Azure Deployment

Before You Start #

This guide assumes that you have already tried HPE Machine Learning Data Management locally and have all of the following installed:

Kubectl
Pachctl
Helm
Azure CLI.

Kubernetes & Openshift Version Support

Kubernetes: HPE Machine Learning Data Management supports the three most recent minor release versions of Kubernetes. If your Kubernetes version is not among these, it is End of Life (EOL) and unsupported. This ensures HPE Machine Learning Data Management users access to the latest Kubernetes features and bug fixes.
Openshift: HPE Machine Learning Data Management is compatible with OpenShift versions within the “Full Support” window.

Hardened Security and Dependency Considerations

If you are deploying in a hardened security environment, such as within the DoD community or other regulated sectors, consider downloading and installing HPE Machine Learning Data Management from Iron Bank, a hardened container registry.

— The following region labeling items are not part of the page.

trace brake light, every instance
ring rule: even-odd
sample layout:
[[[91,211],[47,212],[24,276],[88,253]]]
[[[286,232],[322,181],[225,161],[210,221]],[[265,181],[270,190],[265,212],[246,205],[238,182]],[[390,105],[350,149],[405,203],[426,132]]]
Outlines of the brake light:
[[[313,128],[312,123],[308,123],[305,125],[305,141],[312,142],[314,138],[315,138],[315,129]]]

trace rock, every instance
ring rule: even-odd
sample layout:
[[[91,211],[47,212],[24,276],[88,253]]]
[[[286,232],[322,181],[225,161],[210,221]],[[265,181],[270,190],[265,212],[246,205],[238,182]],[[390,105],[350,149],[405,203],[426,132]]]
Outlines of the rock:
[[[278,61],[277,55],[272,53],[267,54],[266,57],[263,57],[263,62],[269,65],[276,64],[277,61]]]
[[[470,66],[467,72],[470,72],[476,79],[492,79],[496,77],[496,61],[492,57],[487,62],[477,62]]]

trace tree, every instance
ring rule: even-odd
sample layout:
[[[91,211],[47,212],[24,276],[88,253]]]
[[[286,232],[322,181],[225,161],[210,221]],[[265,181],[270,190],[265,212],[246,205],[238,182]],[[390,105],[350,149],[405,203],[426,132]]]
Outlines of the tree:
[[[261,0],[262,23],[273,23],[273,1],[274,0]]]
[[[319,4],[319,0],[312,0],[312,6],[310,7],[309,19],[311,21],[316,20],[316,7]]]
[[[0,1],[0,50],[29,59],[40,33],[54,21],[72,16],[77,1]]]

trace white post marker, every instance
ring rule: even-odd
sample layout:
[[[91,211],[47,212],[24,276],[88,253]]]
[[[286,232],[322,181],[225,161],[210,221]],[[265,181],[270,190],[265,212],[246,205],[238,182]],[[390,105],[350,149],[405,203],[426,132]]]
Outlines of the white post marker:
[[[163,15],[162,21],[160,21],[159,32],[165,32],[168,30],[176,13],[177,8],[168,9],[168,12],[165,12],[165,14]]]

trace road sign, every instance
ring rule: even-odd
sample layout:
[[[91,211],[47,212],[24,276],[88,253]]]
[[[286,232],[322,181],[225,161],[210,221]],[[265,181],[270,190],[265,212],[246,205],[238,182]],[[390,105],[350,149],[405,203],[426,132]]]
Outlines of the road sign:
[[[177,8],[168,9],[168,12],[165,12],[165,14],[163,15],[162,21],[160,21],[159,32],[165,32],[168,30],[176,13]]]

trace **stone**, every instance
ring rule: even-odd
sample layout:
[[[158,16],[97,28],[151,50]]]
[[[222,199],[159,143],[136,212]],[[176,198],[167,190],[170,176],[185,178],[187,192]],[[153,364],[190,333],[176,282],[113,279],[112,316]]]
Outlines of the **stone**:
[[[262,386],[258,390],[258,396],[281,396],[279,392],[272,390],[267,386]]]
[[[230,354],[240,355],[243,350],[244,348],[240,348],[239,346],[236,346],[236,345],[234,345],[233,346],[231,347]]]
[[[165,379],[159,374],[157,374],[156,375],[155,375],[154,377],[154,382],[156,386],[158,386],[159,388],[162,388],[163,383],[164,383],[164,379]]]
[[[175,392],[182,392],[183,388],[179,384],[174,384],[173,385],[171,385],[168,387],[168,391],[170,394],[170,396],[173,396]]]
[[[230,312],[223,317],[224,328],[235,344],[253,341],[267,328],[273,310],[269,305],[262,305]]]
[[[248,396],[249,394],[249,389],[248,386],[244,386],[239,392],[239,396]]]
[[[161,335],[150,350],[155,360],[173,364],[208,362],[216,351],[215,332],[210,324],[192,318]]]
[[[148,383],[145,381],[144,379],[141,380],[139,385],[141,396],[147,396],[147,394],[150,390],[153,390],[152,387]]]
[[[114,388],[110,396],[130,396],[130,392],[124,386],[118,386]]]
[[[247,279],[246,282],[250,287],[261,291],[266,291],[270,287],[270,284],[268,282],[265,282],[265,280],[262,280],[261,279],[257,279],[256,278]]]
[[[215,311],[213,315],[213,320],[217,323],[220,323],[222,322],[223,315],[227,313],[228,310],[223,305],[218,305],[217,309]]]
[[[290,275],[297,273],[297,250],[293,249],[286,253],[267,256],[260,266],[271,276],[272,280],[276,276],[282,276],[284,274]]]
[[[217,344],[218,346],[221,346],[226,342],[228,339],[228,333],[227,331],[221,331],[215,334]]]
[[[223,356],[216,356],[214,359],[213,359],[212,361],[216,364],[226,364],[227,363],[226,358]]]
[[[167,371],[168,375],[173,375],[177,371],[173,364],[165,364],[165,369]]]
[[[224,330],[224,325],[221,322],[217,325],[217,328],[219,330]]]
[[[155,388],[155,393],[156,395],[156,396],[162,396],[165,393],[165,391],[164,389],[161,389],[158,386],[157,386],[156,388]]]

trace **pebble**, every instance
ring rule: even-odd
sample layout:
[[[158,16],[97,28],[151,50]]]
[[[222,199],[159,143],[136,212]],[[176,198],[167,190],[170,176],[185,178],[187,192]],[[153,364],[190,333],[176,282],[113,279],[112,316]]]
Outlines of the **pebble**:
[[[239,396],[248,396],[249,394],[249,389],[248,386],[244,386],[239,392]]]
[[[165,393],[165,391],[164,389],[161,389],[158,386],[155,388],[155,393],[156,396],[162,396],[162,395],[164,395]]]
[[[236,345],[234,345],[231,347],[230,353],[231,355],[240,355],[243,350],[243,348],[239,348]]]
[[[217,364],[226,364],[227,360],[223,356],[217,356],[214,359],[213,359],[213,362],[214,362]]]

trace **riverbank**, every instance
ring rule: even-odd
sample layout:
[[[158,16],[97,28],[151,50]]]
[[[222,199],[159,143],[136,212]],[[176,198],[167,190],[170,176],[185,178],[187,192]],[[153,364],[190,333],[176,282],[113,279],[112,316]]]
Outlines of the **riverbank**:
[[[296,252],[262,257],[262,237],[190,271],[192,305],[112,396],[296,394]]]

MLDM images may be pulled from Iron Bank by updating the global registry setting in the MLDM Helm chart values.yaml to use registry1.dso.mil/, e.g.

global:
  ...
  image:
    registry: registry1.dso.mil/

Additionally, note that the MLDM Helm chart relies on the Bitnami image and its associated sub-chart. If the Bitnami image is unavailable or if your available PostgreSQL image cannot be managed through the Bitnami sub-chart, you will need to install PostgreSQL separately. Refer to Global Helm Chart Values for details on specifying your separate PostgreSQL instance. Also, refer to Non-Bundled Database Setup for more detail on using your own PostgreSQL instance with MLDM.

If you have questions, please reach out to your Customer Support Engineer for assistance before proceeding.

1. Create an AKS Cluster #

You can deploy Kubernetes on Azure by following the official Azure Kubernetes Service documentation, use the quickstart walkthrough, or follow the steps in this section.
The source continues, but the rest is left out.